「わかさいくる×ビワイチ」琵琶湖から三方五湖を巡るサイクリングツアー
目次
福井県は最近、「わかさいくる」というサイクリングコースを開発している。敦賀から高浜までの湾岸沿いを走るロングコースだ。その途中には5つの湖が点在する「三方五湖(みかたごこ)」という景勝地がある。
福井県の隣に位置する滋賀県。ここにはサイクリストに「ビワイチ」の名で有名な琵琶湖一周のサイクリングコースがある。国指定のナショナルサイクルルートにも選ばれている有名なコースだ。
今回、福井県、滋賀県を繋げたサイクリングツアーが催されたのでレポートしたい。
福井県と滋賀県は両隣り。太古の昔よりこの2つの地域は密接な関係にあった。
福井県の若狭地方は日本海に接しており、古くは大陸文化の上陸地であり近江の地を通って各地に伝播していった。有名なのが奈良東大寺の二月堂で行われる「お水取り」で、この水は、若狭鵜の瀬から送られるものだという。また戦国時代では織田信長の「金ケ崎の戦い」、そして近江の朽木地方を通って京都に逃げ帰った「金ヶ崎の退き口」も有名な話だ。

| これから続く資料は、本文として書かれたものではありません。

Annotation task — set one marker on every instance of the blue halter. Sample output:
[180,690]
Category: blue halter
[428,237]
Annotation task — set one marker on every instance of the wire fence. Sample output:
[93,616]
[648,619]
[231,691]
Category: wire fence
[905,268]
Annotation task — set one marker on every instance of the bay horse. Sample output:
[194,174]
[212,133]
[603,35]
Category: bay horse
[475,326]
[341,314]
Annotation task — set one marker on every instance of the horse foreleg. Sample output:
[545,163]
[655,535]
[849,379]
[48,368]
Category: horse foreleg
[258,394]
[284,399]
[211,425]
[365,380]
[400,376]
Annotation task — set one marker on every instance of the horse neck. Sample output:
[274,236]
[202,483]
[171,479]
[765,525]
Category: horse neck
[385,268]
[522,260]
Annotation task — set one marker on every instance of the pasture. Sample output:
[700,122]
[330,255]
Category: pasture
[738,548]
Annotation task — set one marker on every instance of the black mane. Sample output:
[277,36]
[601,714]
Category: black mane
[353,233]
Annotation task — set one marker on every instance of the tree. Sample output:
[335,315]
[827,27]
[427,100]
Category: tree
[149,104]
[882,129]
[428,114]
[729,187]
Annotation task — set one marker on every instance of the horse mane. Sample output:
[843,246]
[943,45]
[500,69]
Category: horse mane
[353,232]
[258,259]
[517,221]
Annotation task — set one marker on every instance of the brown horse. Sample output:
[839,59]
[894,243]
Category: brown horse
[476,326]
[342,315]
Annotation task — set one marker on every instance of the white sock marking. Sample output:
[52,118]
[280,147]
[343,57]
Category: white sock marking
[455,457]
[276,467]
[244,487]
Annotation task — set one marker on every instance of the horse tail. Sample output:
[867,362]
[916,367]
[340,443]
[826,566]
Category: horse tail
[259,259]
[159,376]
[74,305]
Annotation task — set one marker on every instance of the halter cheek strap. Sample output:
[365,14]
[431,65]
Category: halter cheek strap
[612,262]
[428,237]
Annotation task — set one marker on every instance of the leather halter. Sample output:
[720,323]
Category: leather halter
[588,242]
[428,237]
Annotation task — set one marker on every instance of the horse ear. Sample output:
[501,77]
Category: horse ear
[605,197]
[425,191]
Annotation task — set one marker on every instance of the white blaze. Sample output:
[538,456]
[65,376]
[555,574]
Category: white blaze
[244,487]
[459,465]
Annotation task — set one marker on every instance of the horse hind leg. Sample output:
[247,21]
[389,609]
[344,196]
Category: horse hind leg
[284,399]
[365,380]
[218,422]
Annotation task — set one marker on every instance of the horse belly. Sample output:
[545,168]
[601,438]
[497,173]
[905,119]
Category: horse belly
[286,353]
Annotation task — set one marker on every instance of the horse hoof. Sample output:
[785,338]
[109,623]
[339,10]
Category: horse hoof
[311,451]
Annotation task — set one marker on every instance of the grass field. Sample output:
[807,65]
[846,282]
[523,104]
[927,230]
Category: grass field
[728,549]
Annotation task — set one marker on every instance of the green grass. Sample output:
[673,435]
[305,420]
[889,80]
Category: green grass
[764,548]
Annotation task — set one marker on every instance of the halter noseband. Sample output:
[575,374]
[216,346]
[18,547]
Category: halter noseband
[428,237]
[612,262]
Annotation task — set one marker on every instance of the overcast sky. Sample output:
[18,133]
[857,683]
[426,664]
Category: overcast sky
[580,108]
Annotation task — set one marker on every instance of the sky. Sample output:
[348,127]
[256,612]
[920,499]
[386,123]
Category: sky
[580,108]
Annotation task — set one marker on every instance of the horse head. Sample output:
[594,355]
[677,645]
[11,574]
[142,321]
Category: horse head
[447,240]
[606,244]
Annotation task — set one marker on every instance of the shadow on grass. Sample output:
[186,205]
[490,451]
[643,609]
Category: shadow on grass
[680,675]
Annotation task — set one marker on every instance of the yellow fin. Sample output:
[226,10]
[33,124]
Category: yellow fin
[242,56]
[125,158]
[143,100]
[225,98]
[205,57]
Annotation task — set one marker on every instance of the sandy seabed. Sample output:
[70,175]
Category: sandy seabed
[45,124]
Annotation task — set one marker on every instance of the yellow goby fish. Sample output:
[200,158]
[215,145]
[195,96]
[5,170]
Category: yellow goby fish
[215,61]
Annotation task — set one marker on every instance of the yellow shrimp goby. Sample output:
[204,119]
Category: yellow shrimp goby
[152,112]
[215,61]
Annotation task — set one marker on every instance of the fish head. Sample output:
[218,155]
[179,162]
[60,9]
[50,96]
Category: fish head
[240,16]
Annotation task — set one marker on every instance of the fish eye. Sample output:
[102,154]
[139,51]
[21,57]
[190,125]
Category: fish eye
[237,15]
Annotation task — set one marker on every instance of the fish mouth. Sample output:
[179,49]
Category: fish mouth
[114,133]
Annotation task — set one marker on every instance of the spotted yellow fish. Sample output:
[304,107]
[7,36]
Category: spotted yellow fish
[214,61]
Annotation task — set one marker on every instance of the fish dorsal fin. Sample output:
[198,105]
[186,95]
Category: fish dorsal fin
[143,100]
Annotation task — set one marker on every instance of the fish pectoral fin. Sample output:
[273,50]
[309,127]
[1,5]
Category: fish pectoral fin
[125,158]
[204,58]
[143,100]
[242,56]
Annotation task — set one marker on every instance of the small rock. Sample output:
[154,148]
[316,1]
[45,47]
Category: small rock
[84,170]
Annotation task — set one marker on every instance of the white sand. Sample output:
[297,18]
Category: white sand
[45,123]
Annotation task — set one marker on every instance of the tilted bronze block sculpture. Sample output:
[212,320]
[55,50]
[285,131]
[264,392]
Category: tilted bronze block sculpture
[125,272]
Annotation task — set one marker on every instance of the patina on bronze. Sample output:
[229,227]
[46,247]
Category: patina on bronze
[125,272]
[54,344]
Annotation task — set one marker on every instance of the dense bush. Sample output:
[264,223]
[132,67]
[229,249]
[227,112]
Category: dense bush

そして江戸時代は若狭で採れた海産物をいち早く京へと届けた御食国(みけつくに)としてのストーリーはとても良く知られている。これらの道は琵琶湖の水運を使って、あるいは山中を人足で運んだ。後年これらの道を「鯖街道」と呼び観光として活用されている。
シーカヤックで遊ぶ
さて当日は抜けるような晴天。まさに五月晴れにふさわしい日和となった。JRマキノ駅に集合したゲスト一同。出迎えてくれたのは高島市で宿と自転車店を経営しつつサイクリングガイドをされている佐山恭一さん。地元のことを知り尽くしたエキスパートだ。
さあ、ここから福井を目指すぞ! と思ったのだが、まず自転車に乗って向かった先はマキノ東小学校。そしてここに用意されていたのはなんとシーカヤック。あれ? 自転車は?
佐山さんいわく、まずは琵琶湖を知るためには琵琶湖に揺られるのが早い! ということらしい。
不思議な気持ちになりながらも言われるがままに準備をする。小学校に接する湖岸にシーカヤックを降ろし、レクチャーを受けたうえで乗り込んだ。オープンデッキのカヤックで比較的安定しているので怖さは無い。それよりも思った以上にスイスイと湖面を滑るように進んでいく。自転車と違って上半身を使うスポーツだが不思議と違和感無く楽しめた。何より自分の腰のあたりに水面があるという、自転車と違った目線の高さも新鮮だった。
いよいよサイクリング
さて陸上に上がり今度は自転車に乗って次の目的地へ。出発してしばらくは琵琶湖岸ののどかな景色のなかを走る。ほとんどフラットで走りやすい。ビワイチのマークと矢羽が描かれており、サイクリストにもドライバーにも分かりやすく、とても走りやすい。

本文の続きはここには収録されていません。